IMPROVED MODERN CREED.

AMIABLE modern Christians more and more refuse to retain with Spurgeon and the Salvationists the doctrin of Hell. Paul never teaches it, and seems in Romans xi. and 1 Cor. xv. to propound Final Universal Salvation. So in 1 Timothy iv. 10, "God is the Saviour of all men, especially of those that believe." But when these amiable reasoners glorify their private creed, which the General Church has never accepted, the thought presses, that we hav no experience how it will work if generally adopted. Hitherto among Protestants, eminently in Wesleyans and Salvationists, zeal for "conversion," has chiefly turned on saving souls from Hell; to which the word Salvation is banefully confined.

We must hope that when no longer stimulated to practical zeal by the frightful theory that impenitent Vice damns people to Eternal Hell, they will not undervalue the noble result of converting sinners for the sake of this world, even though they believe the sinful "doomed to be saved" in the next world.

But when preachers do not rest the belief of a blessed future for us all on a miraculous revelation, yet (very often indeed) the tenet is quietly assumed by them as scarcely needing proof and encumbered by no difficulties. In Indian Brahmos this perhaps may be ascribed to Eastern heredity, which naturally imbibes ancient metaphysics and psychology. But in our "Free Christian " Churches, which disclaim authority as any basis of belief, whose laity also ar well aware that miracles tampering with physical law for moral objects justly call for intense jealousy and suspicion, it is to me wonderful

that the preachers account elaborate* argument for Life after Death superfluous.-I write under correction, if I am wrong as to fact.

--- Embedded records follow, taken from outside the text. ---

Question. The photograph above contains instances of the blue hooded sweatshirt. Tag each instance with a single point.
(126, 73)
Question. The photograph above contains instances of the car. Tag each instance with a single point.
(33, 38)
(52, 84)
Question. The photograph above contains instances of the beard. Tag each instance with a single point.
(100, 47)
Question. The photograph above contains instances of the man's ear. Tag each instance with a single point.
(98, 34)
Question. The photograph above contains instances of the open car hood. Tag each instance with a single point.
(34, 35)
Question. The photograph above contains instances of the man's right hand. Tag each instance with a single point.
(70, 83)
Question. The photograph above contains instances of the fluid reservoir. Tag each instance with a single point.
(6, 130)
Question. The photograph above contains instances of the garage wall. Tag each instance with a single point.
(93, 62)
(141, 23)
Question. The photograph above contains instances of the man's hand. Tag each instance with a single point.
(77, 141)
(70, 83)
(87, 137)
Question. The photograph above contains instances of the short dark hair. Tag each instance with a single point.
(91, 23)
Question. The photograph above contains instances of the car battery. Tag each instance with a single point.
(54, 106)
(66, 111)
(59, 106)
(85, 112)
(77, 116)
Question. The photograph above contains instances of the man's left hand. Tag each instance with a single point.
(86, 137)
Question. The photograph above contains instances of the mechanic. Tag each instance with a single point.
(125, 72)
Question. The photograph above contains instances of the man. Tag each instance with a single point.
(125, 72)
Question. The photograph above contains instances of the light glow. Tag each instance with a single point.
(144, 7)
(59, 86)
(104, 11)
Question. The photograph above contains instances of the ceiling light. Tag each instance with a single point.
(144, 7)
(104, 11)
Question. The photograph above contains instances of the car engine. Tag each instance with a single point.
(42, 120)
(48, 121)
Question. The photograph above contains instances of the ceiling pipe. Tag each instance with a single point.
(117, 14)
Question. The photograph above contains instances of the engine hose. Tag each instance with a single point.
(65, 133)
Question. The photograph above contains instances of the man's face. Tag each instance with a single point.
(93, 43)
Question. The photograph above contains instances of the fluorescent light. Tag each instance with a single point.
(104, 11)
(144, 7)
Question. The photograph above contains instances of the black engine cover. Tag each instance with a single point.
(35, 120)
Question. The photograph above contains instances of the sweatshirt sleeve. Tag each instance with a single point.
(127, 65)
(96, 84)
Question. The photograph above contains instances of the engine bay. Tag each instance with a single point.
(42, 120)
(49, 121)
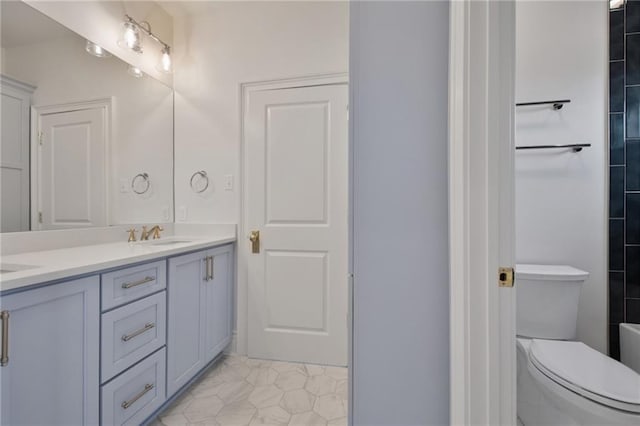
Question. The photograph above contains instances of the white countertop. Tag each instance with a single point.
(41, 266)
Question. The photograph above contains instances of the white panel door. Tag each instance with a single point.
(297, 180)
(14, 156)
(72, 169)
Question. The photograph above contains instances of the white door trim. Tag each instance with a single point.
(239, 342)
(481, 147)
(38, 111)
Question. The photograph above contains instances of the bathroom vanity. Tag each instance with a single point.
(109, 333)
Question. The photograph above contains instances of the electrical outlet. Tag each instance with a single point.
(228, 182)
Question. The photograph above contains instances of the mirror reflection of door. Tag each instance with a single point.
(14, 155)
(71, 151)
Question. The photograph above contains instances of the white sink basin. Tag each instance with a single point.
(630, 345)
(170, 242)
(7, 268)
(165, 242)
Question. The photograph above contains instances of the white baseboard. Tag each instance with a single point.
(232, 348)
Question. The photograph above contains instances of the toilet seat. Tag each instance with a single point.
(585, 371)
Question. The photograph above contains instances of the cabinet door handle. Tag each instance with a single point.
(206, 268)
(4, 357)
(140, 394)
(147, 327)
(211, 267)
(137, 283)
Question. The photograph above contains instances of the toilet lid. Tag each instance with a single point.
(586, 371)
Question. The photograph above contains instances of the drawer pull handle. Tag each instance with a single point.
(4, 358)
(132, 401)
(147, 327)
(139, 282)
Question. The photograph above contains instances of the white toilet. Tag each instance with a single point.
(564, 382)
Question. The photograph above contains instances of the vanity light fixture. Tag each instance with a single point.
(135, 71)
(95, 50)
(131, 39)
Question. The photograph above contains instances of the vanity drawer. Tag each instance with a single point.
(132, 332)
(131, 397)
(122, 286)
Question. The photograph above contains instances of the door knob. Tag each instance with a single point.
(254, 237)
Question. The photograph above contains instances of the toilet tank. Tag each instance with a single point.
(547, 300)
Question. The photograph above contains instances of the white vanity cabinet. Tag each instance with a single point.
(199, 312)
(133, 337)
(51, 338)
(113, 348)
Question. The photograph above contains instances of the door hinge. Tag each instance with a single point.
(505, 277)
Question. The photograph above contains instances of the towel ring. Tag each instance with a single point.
(134, 182)
(204, 177)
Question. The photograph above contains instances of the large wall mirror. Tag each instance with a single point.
(84, 141)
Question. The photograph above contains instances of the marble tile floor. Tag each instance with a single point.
(241, 391)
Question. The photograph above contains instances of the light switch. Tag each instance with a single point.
(228, 182)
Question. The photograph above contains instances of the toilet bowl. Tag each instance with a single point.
(568, 383)
(561, 381)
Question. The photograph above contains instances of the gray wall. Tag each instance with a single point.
(399, 57)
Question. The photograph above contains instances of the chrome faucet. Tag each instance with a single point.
(154, 232)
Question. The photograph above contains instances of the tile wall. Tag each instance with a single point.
(624, 160)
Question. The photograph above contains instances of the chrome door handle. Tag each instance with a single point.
(139, 282)
(4, 357)
(148, 326)
(254, 237)
(140, 394)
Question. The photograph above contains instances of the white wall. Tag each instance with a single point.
(101, 22)
(561, 197)
(399, 83)
(221, 45)
(142, 117)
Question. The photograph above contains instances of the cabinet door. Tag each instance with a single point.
(185, 326)
(51, 377)
(218, 297)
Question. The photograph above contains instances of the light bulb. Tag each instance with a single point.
(130, 37)
(95, 50)
(135, 71)
(165, 61)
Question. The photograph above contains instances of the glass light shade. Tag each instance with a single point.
(616, 4)
(130, 37)
(135, 71)
(95, 50)
(165, 62)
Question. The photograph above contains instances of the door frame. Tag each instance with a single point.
(37, 111)
(239, 341)
(481, 205)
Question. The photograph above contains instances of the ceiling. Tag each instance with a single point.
(22, 25)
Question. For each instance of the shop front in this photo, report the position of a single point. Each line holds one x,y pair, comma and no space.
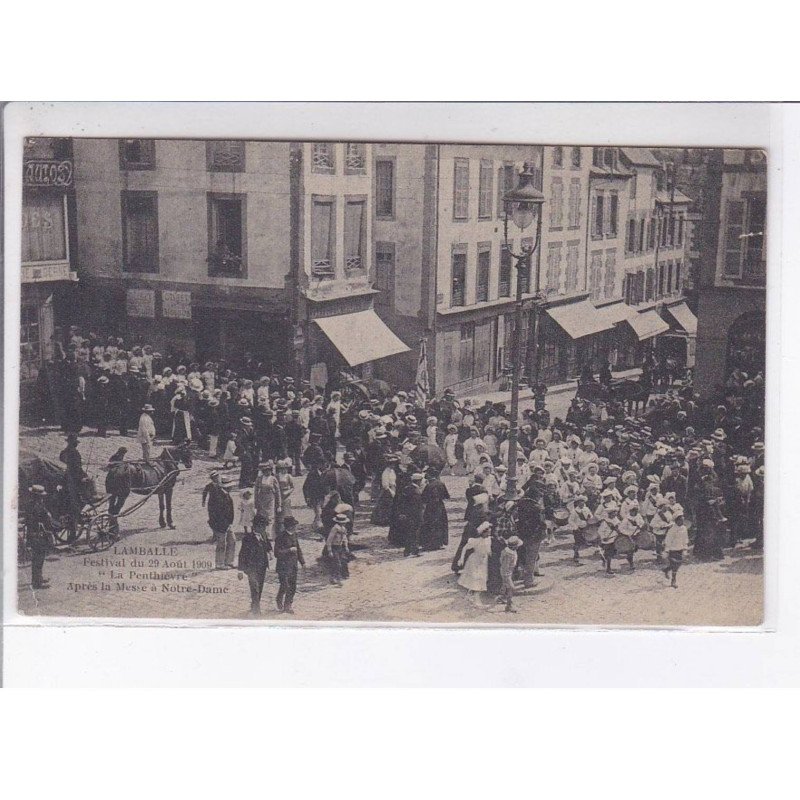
47,275
342,335
571,335
680,342
637,335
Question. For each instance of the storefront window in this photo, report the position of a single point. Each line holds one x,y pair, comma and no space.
43,230
30,340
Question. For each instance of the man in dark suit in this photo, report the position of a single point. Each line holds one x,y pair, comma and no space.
288,555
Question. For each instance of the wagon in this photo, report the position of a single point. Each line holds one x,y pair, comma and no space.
90,522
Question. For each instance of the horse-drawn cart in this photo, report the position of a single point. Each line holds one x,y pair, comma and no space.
81,513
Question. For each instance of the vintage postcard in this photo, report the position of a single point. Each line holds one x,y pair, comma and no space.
389,382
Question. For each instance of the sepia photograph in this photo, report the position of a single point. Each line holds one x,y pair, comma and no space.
392,382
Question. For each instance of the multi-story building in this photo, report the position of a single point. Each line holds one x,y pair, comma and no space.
48,247
222,248
336,327
441,264
731,291
185,244
443,273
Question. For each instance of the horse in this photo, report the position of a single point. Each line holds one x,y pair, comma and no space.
632,394
141,477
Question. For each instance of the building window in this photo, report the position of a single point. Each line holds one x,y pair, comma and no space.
485,190
323,242
43,229
556,203
524,266
225,156
630,239
505,182
571,277
323,158
355,233
459,285
574,210
384,188
484,268
598,210
596,275
504,284
226,237
553,283
613,213
355,158
384,274
611,274
29,342
461,189
137,154
140,231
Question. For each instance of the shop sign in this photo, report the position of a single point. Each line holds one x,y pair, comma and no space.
141,303
46,272
176,305
47,172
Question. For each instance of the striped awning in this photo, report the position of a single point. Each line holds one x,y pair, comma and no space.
684,317
579,319
647,324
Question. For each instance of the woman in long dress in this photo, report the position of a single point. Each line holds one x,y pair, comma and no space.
381,514
434,533
475,560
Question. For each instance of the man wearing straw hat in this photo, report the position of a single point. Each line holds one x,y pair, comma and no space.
38,526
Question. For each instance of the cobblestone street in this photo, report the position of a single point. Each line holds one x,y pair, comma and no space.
384,586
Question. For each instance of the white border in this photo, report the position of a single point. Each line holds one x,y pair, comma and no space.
163,652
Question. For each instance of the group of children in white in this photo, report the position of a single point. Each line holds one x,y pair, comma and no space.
620,525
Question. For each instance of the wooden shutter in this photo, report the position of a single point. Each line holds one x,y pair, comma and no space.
734,228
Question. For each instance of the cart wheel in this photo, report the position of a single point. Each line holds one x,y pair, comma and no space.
65,534
100,533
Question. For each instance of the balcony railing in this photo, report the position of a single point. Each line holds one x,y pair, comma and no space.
322,268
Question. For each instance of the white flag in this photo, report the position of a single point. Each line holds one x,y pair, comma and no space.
423,386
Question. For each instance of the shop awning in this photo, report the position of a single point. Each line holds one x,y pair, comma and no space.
361,337
684,317
579,319
647,324
616,312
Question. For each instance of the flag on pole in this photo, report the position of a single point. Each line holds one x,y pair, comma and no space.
423,386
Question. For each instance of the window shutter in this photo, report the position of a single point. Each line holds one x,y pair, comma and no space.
734,228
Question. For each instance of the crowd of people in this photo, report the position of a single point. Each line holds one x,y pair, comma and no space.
682,474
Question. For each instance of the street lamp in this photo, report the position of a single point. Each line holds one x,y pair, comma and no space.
523,205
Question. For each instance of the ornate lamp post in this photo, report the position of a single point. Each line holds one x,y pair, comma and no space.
523,205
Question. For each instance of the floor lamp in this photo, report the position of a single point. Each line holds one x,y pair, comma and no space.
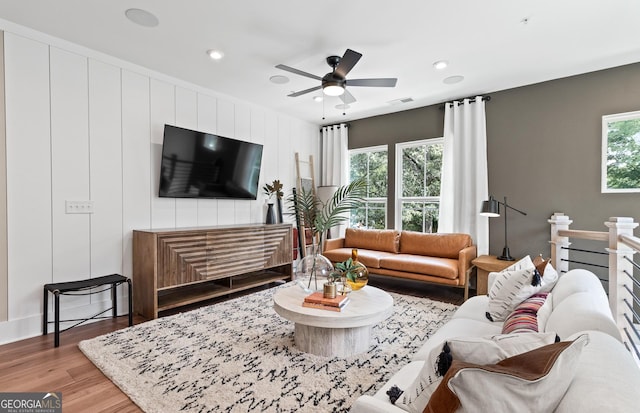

That the belief makes one comfortable and "ennobles mankind," seems (as far as I can learn) to most of them a sufficient proof.

SECTION XX.

FUTURE OF THE WICKED.

In the heart of every savage is engraven the motto, that "the Violent must expect like Violence;" and as Prometheus in Eschylus expresses it, "That foe should "suffer from foe, is no-wise unseemly." Incipient philosophy then sets up an Axiom, "The evil-doer "deserves to suffer evil," and the doctrin of "Life for "life, eye for eye, tooth for tooth," easily gains currency. If the kinsfolk of a murdered man, alledging special extenuation, accept pecuniary compensation and condone the murder, ere long the public and the law-giver take fright, lest mild treatment encourage crime: the Judge is forbidden to pity an offender, and "Retribution without "Mercy" is enacted.

Religious thought next transfers the law of the Human to an imagined Divine Tribunal. Retribution for crime, if it be not inflicted in the present world, is thought nevertheless inevitable. When public curse follows into

* I accept from a Unitarian minister the explanation, that I do not know of such sermons because they ar not always printed. He adds the information that the Rev. George Dawson avowed his belief in Immortality to vary with his mood. The Rev. Charles Voysey writes to me that our belief largely depends on our power of vehement love to an individual.